· 6 min read ·

The Invariant You Left in the Comment

Source: lobsters

Most type systems carry less information than they could. A function signature that takes a String for an email address and an int for a user ID does tell you something, but the real constraints live elsewhere: in a comment above the function, in a runtime assertion inside it, or in tribal knowledge passed between developers.

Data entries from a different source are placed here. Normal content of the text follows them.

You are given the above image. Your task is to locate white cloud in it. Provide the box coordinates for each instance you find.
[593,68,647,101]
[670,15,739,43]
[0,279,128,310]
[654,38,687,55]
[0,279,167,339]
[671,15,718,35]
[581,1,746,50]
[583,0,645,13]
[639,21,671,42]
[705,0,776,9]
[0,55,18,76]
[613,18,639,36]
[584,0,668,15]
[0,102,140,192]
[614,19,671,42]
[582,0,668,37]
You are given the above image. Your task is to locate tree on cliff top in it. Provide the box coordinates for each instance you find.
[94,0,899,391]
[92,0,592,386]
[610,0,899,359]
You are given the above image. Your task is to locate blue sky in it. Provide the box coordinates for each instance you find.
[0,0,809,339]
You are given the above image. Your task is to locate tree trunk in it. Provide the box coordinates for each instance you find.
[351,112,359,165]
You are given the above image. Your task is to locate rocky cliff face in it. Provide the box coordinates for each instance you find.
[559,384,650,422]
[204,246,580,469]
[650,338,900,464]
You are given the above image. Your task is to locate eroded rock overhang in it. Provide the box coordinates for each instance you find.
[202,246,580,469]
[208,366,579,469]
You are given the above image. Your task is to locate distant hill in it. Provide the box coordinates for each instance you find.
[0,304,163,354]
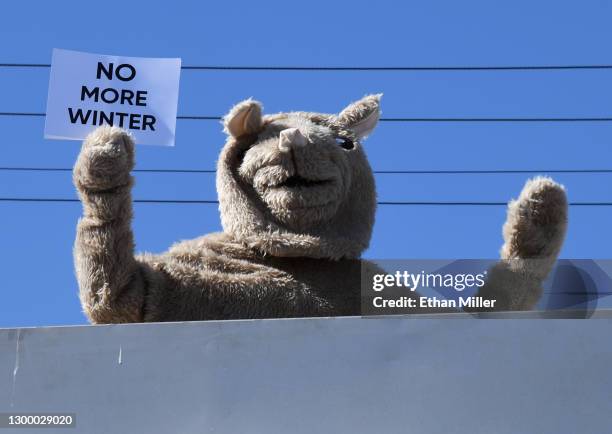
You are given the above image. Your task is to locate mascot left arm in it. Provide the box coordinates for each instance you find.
[469,176,568,311]
[73,126,149,323]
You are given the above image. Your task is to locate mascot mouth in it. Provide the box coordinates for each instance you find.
[242,159,349,227]
[265,174,340,210]
[250,168,345,226]
[275,175,332,189]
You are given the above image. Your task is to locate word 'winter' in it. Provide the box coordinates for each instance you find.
[68,108,155,130]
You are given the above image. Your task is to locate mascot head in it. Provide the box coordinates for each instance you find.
[217,95,381,260]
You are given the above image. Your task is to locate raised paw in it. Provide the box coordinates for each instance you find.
[73,126,135,191]
[501,176,568,259]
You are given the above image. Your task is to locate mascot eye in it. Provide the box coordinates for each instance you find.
[335,136,354,150]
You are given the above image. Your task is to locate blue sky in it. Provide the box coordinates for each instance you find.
[0,0,610,327]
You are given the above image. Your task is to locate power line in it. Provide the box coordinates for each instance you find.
[0,198,610,206]
[1,167,611,175]
[0,198,216,204]
[377,201,612,206]
[0,167,215,174]
[0,112,223,120]
[3,112,612,122]
[0,112,45,117]
[380,117,612,122]
[373,169,612,174]
[3,63,612,71]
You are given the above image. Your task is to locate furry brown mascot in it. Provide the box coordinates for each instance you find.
[73,95,568,323]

This article on theconsensus.dev puts a name to the skill of noticing that gap and closing it. The skill is real, and it is learnable, but it requires rethinking what a type is for.

The default mental model treats types as rough containers. int means a number. String means text. List<User> means some users. Within that model, constraints are expressed in prose: // userId must be positive, // list must not be empty before calling this. Those constraints are real. They represent knowledge the programmer has about the program’s invariants. They just happen to be stored somewhere the compiler cannot read.

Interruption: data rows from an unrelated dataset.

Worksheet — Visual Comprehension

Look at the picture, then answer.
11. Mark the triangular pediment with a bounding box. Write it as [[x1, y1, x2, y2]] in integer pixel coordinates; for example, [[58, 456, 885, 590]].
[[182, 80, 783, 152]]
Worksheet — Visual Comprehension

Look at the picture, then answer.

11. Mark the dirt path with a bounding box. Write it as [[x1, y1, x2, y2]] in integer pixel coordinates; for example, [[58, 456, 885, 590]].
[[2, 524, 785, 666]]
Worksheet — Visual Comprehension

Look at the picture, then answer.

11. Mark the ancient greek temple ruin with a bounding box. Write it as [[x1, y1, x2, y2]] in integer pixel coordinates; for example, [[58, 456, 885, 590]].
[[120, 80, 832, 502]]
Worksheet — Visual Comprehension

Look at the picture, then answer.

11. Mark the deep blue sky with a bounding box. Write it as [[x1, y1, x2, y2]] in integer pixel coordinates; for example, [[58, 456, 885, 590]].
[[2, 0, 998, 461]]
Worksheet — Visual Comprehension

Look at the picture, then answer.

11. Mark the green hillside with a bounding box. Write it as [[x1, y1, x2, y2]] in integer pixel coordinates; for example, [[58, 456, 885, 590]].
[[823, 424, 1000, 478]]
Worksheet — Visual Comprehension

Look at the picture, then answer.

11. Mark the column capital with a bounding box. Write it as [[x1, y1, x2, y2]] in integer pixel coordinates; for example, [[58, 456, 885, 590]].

Newtypes: The Smallest Step

The simplest correction is the newtype pattern, available in Haskell as a first-class language construct and in Rust as a tuple struct:

struct UserId(u64);
struct OrderId(u64);

Both wrap a u64. The runtime representation is identical. But now you cannot pass an OrderId to a function that expects a UserId. The compiler enforces the distinction without any overhead. This alone eliminates an entire family of bugs that come from mixing up identifiers of the same underlying type, which happens more often than anyone likes to admit in systems with many entity types.

Haskell takes this further with GeneralizedNewtypeDeriving, which lets the wrapper inherit typeclass instances from the inner type automatically. The Haskell newtype mechanism also guarantees zero runtime overhead at the language level, not just as a compiler optimization. Rust’s nutype crate adds proc-macro support for validated newtypes, so you can write #[nutype(validate(len_char_min = 1))] and get a type that is structurally a String but carries a compile-time guarantee that it was validated on construction.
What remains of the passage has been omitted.